MLZero: A Multi-Agent System for End-to-end Machine Learning Automation
Haoyang Fang, Boran Han, Nick Erickson, Xiyuan Zhang, Su Zhou, Anirudh Dagar, Jiani Zhang, Ali Caner Turkmen, Cuixiong Hu, Huzefa Rangwala, Ying Nian Wu, Bernie Wang, George Karypis
TL;DR
MLZero introduces a hierarchical multi-agent framework that integrates a perception module with semantic and episodic memory alongside an iterative coding loop to achieve end-to-end multimodal AutoML with minimal human input. The approach effectively transforms raw multimodal data into predictions and executable code, formalized as $\mathcal{F}(x, U^{opt}) = (y, C, L)$, and demonstrates state-of-the-art results on MLE-bench Lite and the Multimodal AutoML Agent Benchmark. Ablation studies show that both semantic and episodic memory materially improve code quality, debugging efficiency, and success rates, while enabling robust performance even with an 8B parameter model.

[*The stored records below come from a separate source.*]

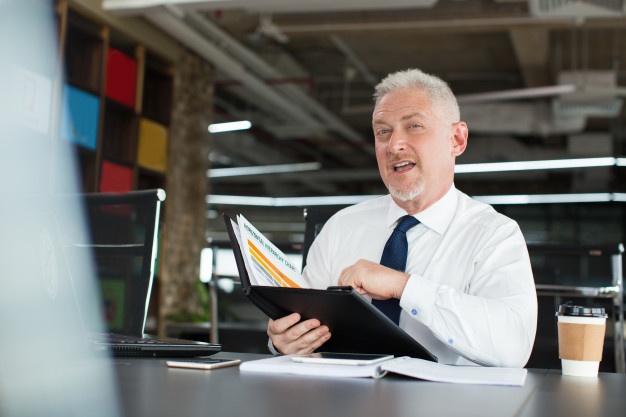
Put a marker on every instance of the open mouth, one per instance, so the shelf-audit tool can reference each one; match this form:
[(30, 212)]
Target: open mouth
[(403, 166)]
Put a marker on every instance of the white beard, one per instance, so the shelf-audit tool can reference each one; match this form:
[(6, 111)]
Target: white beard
[(407, 194)]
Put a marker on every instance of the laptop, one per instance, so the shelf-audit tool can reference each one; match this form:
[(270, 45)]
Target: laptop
[(120, 241), (356, 325)]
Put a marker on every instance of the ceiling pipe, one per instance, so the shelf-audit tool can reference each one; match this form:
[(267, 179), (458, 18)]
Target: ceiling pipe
[(266, 71), (175, 26)]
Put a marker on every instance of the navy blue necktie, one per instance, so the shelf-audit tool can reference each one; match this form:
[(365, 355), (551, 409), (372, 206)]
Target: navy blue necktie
[(394, 256)]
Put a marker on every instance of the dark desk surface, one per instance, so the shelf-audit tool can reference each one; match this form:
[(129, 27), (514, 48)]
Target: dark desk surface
[(148, 388)]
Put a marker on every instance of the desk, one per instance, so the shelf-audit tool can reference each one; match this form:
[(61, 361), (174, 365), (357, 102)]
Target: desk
[(148, 388)]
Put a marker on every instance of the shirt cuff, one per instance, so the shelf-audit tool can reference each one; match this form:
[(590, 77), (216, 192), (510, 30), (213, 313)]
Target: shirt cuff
[(418, 298)]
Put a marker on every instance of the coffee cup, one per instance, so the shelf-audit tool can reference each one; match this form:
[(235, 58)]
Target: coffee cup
[(581, 339)]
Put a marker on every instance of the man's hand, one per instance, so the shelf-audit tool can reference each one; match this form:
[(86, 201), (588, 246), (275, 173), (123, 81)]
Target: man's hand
[(375, 280), (290, 336)]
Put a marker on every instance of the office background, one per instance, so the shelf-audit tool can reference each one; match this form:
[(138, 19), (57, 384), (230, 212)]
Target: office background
[(149, 80)]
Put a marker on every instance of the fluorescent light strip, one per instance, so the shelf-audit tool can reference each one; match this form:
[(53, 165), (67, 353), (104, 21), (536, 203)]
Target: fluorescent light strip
[(544, 164), (545, 198), (229, 126), (347, 200), (237, 200), (260, 170)]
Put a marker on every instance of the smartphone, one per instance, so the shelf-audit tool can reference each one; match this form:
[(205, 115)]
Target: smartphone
[(202, 363), (342, 358)]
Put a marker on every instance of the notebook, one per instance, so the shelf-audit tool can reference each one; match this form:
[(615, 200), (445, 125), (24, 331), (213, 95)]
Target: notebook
[(356, 325), (119, 243)]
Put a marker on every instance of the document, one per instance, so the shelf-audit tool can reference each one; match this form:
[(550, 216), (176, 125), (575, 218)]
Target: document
[(266, 264), (412, 367)]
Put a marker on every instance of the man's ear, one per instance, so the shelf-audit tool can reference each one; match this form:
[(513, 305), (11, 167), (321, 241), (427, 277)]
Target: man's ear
[(459, 138)]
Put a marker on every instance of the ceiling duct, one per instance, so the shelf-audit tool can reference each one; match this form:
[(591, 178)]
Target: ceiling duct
[(577, 9), (595, 94)]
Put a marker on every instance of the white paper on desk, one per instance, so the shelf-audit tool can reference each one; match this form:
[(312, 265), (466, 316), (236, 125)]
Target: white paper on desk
[(266, 264), (412, 367), (285, 365), (419, 368)]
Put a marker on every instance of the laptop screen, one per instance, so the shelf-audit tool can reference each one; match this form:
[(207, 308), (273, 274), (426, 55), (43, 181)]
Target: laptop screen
[(121, 240)]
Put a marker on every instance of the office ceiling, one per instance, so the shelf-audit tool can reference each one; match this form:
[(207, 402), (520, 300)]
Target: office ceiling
[(303, 72)]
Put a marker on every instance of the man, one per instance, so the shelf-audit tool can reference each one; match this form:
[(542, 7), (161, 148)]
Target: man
[(468, 293)]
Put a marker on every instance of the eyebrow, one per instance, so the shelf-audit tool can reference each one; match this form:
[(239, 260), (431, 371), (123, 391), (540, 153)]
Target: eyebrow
[(404, 118)]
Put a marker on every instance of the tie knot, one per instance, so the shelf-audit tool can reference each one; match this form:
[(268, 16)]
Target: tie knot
[(406, 222)]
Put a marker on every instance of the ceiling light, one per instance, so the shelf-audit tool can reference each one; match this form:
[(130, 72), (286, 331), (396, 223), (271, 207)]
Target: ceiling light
[(229, 126), (237, 200), (347, 200), (260, 170), (545, 164)]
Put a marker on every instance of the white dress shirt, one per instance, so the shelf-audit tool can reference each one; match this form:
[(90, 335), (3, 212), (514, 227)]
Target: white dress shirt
[(471, 295)]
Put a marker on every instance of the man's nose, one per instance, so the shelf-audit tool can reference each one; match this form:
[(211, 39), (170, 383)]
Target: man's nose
[(397, 141)]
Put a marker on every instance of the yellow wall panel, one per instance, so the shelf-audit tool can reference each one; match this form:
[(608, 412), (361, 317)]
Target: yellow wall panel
[(152, 152)]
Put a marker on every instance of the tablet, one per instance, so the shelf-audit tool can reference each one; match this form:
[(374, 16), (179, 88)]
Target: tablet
[(205, 364)]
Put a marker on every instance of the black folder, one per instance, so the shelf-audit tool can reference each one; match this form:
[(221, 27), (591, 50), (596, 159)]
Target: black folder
[(356, 325)]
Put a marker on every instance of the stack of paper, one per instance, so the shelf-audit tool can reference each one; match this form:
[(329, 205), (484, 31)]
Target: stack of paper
[(412, 367)]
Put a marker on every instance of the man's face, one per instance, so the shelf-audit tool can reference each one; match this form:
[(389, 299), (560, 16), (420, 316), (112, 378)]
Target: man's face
[(416, 146)]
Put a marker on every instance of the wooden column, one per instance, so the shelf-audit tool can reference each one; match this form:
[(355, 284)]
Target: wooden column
[(187, 185)]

The results suggest strong practical potential for automated ML across diverse data modalities, though limitations related to library documentation and larger-model requirements motivate future work on smaller models and expanded tool libraries. Overall, MLZero advances end-to-end ML automation by coupling perception, memory, and iterative execution in a scalable, low-human-effort framework.
Abstract
Existing AutoML systems have advanced the automation of machine learning (ML); however, they still require substantial manual configuration and expert input, particularly when handling multimodal data. We introduce MLZero, a novel multi-agent framework powered by Large Language Models (LLMs) that enables end-to-end ML automation across diverse data modalities with minimal human intervention. A cognitive perception module is first employed, transforming raw multimodal inputs into perceptual context that effectively guides the subsequent workflow. To address key limitations of LLMs, such as hallucinated code generation and outdated API knowledge, we enhance the iterative code generation process with semantic and episodic memory. MLZero demonstrates superior performance on MLE-Bench Lite, outperforming all competitors in both success rate and solution quality, securing six gold medals. Additionally, when evaluated on our Multimodal AutoML Agent Benchmark, which includes 25 more challenging tasks spanning diverse data modalities, MLZero outperforms the competing methods by a large margin with a success rate of 0.92 (+263.6\%) and an average rank of 2.28. Our approach maintains its robust effectiveness even with a compact 8B LLM, outperforming full-size systems from existing solutions.